Jon Blow gave a talk at LambdaConf and showed of Jai. The interesting bit for me was this part on program visualization. I linked to the timestamp for this discussion.
The benefits are visible (pun intended). Being able to quickly see function size, comptime expansion, etc. would be really helpful. Obviously this would require instrumenting the compiler to emit these kinds of metrics, but I wonder what this would look like for Zig or even a tool for programming languages in general.
It seemed like some of that data would be hard for an external tool to gather? Maybe you already have ideas on this, but I’m not sure how an IDE would easily and reliably track functions and correlate them to an AST tree for example? It was pretty cool to see that visual which showed how much affect generic instantiation had on the binary size.

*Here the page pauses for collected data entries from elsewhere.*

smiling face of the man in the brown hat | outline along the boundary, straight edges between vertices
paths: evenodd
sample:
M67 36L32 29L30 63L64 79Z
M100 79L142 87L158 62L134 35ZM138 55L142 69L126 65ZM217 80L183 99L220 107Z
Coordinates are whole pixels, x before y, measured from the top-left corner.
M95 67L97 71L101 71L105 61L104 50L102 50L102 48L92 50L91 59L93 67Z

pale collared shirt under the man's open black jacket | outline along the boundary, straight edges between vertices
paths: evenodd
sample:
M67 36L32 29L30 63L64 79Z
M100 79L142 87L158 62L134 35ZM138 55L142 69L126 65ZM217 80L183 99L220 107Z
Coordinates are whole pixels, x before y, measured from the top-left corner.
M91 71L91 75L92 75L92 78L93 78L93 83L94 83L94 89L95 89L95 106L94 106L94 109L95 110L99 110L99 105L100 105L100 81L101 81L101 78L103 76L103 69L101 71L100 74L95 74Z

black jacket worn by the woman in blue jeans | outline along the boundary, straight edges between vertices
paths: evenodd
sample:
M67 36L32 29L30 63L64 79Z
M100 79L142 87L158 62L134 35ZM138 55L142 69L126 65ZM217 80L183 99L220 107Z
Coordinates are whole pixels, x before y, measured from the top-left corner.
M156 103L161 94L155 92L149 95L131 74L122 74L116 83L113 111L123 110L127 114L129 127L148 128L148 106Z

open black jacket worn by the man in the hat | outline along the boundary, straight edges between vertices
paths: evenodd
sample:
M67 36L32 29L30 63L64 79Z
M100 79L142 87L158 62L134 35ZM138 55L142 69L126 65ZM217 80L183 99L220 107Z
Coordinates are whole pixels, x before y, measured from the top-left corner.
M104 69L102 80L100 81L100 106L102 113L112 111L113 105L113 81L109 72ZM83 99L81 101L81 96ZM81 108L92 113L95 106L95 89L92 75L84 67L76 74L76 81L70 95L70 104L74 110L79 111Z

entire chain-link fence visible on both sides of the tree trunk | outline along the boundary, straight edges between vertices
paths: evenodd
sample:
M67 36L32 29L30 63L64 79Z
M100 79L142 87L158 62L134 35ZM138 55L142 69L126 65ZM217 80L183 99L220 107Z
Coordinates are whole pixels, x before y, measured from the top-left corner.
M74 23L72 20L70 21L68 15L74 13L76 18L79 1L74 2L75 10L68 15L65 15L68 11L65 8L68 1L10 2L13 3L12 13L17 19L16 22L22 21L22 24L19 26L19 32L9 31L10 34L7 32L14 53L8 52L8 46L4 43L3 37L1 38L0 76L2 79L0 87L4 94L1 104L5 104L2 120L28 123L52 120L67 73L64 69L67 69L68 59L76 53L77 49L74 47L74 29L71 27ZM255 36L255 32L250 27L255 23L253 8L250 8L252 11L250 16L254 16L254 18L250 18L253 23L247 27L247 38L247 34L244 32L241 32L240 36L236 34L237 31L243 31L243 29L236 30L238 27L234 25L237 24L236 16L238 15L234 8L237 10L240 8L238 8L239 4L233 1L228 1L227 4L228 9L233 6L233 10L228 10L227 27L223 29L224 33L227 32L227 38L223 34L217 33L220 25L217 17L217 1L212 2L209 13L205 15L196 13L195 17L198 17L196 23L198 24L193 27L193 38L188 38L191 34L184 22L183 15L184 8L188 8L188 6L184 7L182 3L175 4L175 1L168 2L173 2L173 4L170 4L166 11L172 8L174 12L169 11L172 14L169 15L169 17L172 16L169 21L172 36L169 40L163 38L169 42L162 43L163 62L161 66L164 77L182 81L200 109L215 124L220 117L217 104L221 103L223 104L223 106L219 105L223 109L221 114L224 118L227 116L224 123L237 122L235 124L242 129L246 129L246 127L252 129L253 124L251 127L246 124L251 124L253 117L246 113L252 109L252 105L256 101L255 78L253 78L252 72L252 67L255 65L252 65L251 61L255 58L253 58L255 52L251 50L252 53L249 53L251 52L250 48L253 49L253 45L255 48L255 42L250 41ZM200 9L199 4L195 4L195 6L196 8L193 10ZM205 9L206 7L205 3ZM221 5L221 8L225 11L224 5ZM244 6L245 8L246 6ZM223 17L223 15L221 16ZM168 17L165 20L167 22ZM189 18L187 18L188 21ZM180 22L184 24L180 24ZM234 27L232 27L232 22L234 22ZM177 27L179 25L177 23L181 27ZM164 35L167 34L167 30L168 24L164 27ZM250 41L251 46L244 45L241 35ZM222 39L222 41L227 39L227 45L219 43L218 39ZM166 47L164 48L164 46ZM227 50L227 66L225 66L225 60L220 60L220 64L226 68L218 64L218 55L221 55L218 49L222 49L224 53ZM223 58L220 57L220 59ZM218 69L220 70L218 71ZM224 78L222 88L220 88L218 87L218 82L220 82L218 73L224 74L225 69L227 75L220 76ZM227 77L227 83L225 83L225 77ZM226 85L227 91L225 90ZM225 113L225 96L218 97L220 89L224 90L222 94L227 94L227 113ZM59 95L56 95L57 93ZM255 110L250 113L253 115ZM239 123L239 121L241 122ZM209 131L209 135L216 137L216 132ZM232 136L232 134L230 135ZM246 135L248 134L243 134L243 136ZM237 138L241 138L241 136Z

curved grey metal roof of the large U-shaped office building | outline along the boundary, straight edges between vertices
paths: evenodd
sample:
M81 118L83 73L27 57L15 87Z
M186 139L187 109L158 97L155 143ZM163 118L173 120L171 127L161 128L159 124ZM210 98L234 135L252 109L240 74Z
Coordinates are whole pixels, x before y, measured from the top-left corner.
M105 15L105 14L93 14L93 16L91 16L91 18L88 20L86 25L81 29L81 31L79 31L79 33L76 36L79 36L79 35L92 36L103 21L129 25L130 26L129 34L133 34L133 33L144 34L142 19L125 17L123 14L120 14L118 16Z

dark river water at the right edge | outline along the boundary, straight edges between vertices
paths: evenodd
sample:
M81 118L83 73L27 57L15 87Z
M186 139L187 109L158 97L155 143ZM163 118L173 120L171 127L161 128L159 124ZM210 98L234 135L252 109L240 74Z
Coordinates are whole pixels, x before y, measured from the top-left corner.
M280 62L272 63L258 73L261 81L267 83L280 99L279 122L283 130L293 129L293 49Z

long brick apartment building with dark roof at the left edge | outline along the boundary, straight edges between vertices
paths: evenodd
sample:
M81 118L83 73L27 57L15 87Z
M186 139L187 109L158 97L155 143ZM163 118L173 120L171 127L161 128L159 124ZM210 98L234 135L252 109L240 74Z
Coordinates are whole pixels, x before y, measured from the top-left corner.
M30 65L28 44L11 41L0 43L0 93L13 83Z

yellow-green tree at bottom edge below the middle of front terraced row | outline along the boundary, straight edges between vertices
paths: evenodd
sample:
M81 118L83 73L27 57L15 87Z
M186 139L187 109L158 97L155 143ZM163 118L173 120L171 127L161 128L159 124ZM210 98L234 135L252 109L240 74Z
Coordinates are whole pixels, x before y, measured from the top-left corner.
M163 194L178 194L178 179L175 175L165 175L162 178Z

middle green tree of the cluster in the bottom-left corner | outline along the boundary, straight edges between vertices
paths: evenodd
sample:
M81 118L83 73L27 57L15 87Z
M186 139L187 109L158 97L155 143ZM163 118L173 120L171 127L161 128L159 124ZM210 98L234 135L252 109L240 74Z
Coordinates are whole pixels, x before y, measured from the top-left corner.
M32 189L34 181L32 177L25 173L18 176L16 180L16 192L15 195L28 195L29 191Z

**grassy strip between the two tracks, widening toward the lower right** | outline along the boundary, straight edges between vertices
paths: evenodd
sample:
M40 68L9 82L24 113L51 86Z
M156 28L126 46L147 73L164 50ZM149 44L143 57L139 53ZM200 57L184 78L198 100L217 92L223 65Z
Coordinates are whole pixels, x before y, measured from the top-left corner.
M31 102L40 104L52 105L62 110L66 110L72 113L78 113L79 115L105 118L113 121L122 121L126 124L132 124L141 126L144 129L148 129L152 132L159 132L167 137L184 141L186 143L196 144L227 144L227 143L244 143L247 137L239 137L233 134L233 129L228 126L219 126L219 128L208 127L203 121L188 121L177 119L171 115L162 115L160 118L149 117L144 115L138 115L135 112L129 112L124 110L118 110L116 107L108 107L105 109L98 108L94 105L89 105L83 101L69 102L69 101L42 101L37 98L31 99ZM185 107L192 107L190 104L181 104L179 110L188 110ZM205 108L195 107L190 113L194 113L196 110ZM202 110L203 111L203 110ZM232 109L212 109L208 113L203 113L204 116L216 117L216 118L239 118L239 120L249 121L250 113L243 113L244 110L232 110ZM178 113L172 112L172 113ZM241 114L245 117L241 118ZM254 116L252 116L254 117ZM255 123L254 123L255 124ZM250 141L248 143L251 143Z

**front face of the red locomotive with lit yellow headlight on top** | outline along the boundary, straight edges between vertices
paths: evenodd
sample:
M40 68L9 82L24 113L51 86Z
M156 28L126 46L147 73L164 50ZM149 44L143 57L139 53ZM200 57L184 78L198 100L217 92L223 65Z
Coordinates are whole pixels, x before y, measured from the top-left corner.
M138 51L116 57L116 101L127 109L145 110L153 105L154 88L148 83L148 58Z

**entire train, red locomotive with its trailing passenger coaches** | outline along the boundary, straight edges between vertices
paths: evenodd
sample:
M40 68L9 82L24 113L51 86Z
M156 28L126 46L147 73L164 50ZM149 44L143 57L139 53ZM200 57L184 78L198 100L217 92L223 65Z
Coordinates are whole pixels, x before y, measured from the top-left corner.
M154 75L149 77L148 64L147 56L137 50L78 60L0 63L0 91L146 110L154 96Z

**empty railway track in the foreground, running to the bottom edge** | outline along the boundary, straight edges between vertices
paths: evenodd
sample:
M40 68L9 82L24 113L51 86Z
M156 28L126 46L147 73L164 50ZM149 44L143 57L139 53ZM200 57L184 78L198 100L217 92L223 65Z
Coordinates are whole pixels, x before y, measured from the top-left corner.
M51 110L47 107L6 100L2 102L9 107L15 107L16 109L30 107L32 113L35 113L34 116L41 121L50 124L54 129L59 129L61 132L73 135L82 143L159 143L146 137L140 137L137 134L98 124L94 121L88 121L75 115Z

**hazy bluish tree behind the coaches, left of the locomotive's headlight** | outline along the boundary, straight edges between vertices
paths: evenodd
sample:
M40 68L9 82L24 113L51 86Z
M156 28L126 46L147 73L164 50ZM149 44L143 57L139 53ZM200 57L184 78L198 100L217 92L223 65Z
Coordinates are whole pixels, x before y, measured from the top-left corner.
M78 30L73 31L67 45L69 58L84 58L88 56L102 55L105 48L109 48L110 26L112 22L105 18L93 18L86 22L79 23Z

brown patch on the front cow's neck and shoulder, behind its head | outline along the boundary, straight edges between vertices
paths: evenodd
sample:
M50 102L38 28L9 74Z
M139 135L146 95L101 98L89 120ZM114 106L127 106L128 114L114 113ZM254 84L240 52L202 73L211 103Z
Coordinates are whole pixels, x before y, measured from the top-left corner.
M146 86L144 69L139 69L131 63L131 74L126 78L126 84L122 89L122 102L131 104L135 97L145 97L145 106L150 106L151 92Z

I believe they have a self-hosted x86_64 backend for debug builds as well. It must be written in C++ though, since the compiler itself isn’t self-hosted.
The main problem in Zig is that we have too much comptime code duplication. Starting with data structures (and in the talk he briefly shows what seems like some code deduplication of hashmap instantiations in Jai), but the problem is deeper, since we have many regular functions that get duplicated at comptime, like the formatting (in my opinion a comptime format string was a bad decision) and even allocators (those functions only care about size and alignment, so we do we need separate instances for individual types?).
Overall it all kind of comes back to the visualization. If we had an easy tool to visualize compilation complexity, then we’d have a chance to see and fix these problems. As far as I’m aware there are also some instances of ridiculously large single functions in the binary, particularly in std.crypto.
One possible solution would be to extend LSP protocol to have this sort of information. Or come up with another option like DAP is separate but provides a similar api. If the tools can expose these metrics in a compiler agnostic way, that could fit the bill here. Although if we are doing a new api, I hope we can avoid JSONRCP.
This kind of thing is what I meant when I said that LSP is a bad protocol and that Zig’s compiler server will be more powerful, with a LSP being a third party proxy.